Figure 4—figure supplement 3. Differentially accessible chromatin between peripheral ECs.

(A) Scatter plots of normalized ATAC-seq read density (N) within ATAC-seq peaks called from <100 bp fragments between biological replicates. (B) Scatter plots of normalized ATAC-seq read density (N) within ATAC-seq peaks called from <100 bp fragments for liver ECs versus lung ECs, liver ECs versus kidney ECs, and lung ECs versus kidney ECs. Colored symbols correspond to peaks for which the closest annotated TSS is a differentially expressed EC-enriched gene from the indicated EC subtype. Values shown are log₂(N + 1).

Figure 4—figure supplement 4. Relationship between accessible and hypomethylated regions of the EC genome.

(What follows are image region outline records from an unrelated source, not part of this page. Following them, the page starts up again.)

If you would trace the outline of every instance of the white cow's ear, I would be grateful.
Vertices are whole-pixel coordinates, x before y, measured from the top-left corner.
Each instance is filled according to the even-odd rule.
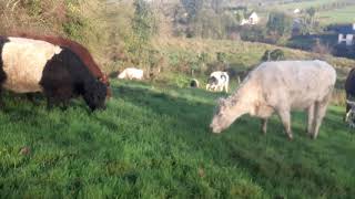
[[[351,105],[352,107],[355,106],[355,102],[353,102],[353,101],[346,100],[346,103],[347,103],[348,105]]]
[[[219,104],[224,104],[225,103],[225,98],[219,98]]]

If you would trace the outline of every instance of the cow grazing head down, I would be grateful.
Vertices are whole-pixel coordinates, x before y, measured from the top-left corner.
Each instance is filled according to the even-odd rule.
[[[23,38],[2,36],[0,41],[1,87],[16,93],[42,92],[49,106],[82,96],[92,111],[104,107],[106,85],[70,48]]]
[[[106,93],[108,97],[112,96],[108,75],[102,73],[99,65],[90,54],[89,50],[83,45],[81,45],[80,43],[65,38],[57,36],[57,35],[38,35],[38,34],[30,34],[30,33],[23,33],[23,32],[13,33],[12,36],[45,41],[54,45],[60,45],[60,46],[65,46],[68,49],[71,49],[71,51],[82,60],[82,62],[90,70],[90,72],[108,87],[108,93]]]

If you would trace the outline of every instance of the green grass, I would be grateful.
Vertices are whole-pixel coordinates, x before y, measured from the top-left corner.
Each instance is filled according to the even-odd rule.
[[[209,132],[222,94],[113,83],[108,109],[81,101],[62,112],[6,96],[0,112],[1,198],[351,198],[355,135],[332,106],[318,139],[294,114],[295,140],[278,119],[268,134],[242,117]],[[22,155],[21,148],[30,153]]]

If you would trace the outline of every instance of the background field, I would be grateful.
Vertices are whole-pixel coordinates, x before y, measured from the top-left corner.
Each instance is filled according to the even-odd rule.
[[[354,23],[355,22],[355,6],[317,13],[322,24],[332,23]]]
[[[242,117],[209,132],[222,94],[148,83],[113,83],[104,112],[82,102],[47,112],[7,95],[0,113],[3,198],[346,198],[355,195],[355,137],[332,106],[318,139],[293,115],[288,142],[278,119],[266,136]],[[28,147],[30,151],[23,151]],[[22,149],[22,151],[21,151]]]

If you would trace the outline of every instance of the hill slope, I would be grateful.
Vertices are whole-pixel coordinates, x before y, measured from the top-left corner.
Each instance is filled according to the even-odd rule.
[[[222,135],[207,125],[220,94],[113,83],[108,109],[82,102],[47,112],[8,94],[0,112],[0,196],[103,198],[346,198],[355,195],[354,135],[331,107],[320,137],[294,114],[266,136],[247,116]],[[23,147],[27,147],[24,150]],[[22,148],[22,150],[21,150]]]

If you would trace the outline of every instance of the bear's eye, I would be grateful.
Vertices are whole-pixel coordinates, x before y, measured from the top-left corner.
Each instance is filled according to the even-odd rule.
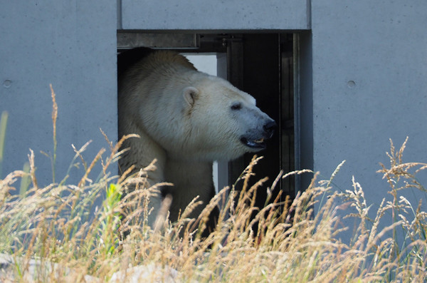
[[[242,108],[242,105],[240,102],[233,103],[231,106],[231,110],[240,110]]]

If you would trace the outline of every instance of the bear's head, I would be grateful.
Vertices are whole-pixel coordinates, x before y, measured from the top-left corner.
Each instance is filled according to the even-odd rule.
[[[183,131],[175,136],[184,139],[176,141],[181,146],[167,151],[180,158],[212,161],[265,148],[276,123],[256,107],[253,97],[216,76],[196,71],[191,78],[178,96]]]

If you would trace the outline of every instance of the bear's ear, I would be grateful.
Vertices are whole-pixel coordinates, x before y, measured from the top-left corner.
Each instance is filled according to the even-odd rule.
[[[193,86],[187,86],[184,89],[182,96],[186,102],[192,106],[199,96],[199,90]]]

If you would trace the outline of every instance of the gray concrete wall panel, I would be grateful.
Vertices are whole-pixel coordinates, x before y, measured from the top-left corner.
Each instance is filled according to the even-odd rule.
[[[93,140],[90,162],[107,146],[100,128],[117,139],[116,26],[115,4],[103,1],[1,1],[0,112],[9,119],[0,178],[21,169],[31,148],[39,182],[51,182],[40,153],[53,154],[50,83],[59,108],[56,181],[74,155],[71,144]]]
[[[151,3],[150,3],[151,2]],[[305,0],[122,0],[122,29],[307,29]]]
[[[404,160],[427,160],[427,1],[312,5],[314,168],[327,177],[346,160],[335,183],[351,189],[354,175],[374,212],[388,196],[376,170],[389,164],[389,138],[397,147],[408,135]]]

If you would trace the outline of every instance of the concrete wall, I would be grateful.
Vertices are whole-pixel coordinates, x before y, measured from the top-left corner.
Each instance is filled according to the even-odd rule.
[[[314,168],[329,177],[346,160],[335,184],[351,189],[354,175],[371,212],[390,198],[376,173],[389,138],[399,148],[408,136],[404,161],[427,161],[426,11],[424,0],[312,1]]]
[[[59,108],[60,181],[74,156],[71,144],[78,148],[93,140],[85,155],[90,162],[107,146],[100,128],[117,139],[116,6],[84,0],[1,2],[0,112],[7,110],[9,119],[0,177],[21,169],[31,148],[39,182],[52,181],[51,162],[40,153],[53,155],[51,83]],[[73,169],[68,182],[75,183],[82,171]]]
[[[121,0],[120,26],[146,30],[307,29],[309,0]]]

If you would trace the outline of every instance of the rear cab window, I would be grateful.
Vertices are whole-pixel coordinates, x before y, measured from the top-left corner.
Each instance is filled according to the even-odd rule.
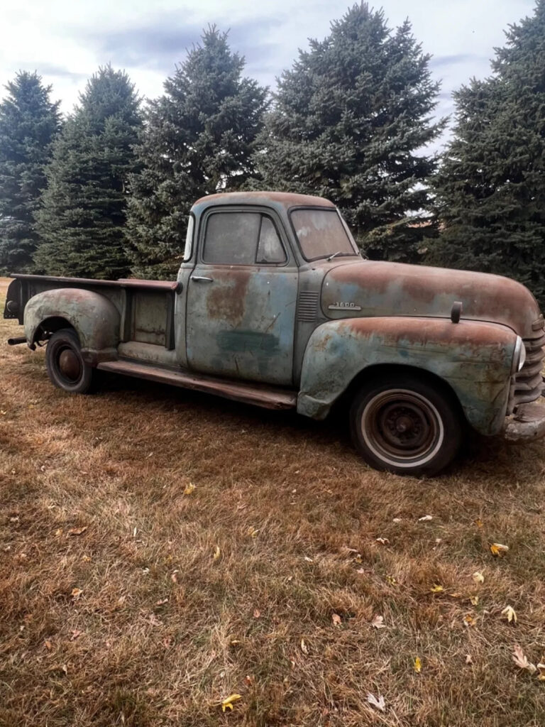
[[[272,219],[261,212],[214,212],[207,218],[203,262],[272,265],[287,262]]]

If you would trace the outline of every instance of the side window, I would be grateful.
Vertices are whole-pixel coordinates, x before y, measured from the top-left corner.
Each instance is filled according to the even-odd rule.
[[[213,212],[206,222],[203,260],[217,265],[275,265],[286,253],[272,220],[259,212]]]
[[[190,214],[187,222],[187,233],[185,236],[185,246],[184,247],[184,262],[191,260],[193,254],[193,230],[195,229],[195,217]]]
[[[219,265],[255,265],[260,223],[257,212],[211,214],[206,222],[203,260]]]
[[[278,263],[286,262],[286,253],[280,241],[278,233],[270,217],[261,218],[261,231],[257,246],[257,262]]]

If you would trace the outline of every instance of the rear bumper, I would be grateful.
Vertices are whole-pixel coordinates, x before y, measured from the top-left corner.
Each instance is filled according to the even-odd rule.
[[[508,442],[531,441],[545,437],[545,403],[520,404],[516,414],[506,419],[503,433]]]

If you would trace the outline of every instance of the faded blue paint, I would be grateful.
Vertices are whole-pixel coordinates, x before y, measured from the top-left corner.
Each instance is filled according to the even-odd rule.
[[[303,360],[297,411],[323,419],[352,380],[370,366],[410,365],[440,377],[483,434],[505,417],[517,340],[498,324],[440,318],[375,318],[330,321],[317,328]],[[400,370],[400,383],[403,371]]]

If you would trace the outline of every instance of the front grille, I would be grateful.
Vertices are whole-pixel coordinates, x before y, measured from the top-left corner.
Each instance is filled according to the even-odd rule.
[[[543,391],[543,366],[545,358],[545,333],[536,331],[536,338],[525,338],[526,361],[520,371],[514,377],[512,391],[512,406],[535,401]]]

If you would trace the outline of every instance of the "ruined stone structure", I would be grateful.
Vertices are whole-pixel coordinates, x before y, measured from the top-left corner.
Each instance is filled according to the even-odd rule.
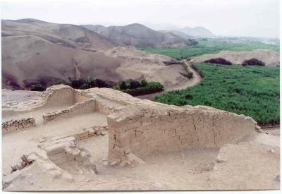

(A) Heatmap depicting the percentage of various epigenetic features that overlap between EC subtypes. More UMRs are shared between EC subtypes than LMRs. A larger fraction of UMRs are accessible compared to LMRs. ~ 50% of ATAC-seq peaks (APs) overlap either a UMR or an LMR. Differential ATAC-seq peaks exhibit a higher overlap with LMRs compared to UMRs. (B) Line plots showing lower mean methylation at ATAC-seq peaks (APs) compared to random size-matched genomic regions. (C) Line plots showing higher upper quartile normalized mean ATAC-seq signal at UMRs, LMRs, and ECTS-hypo-DMRs compared to random-size matched genomic regions. Each line has been translated vertically so that the value at position −1500 bp is 0.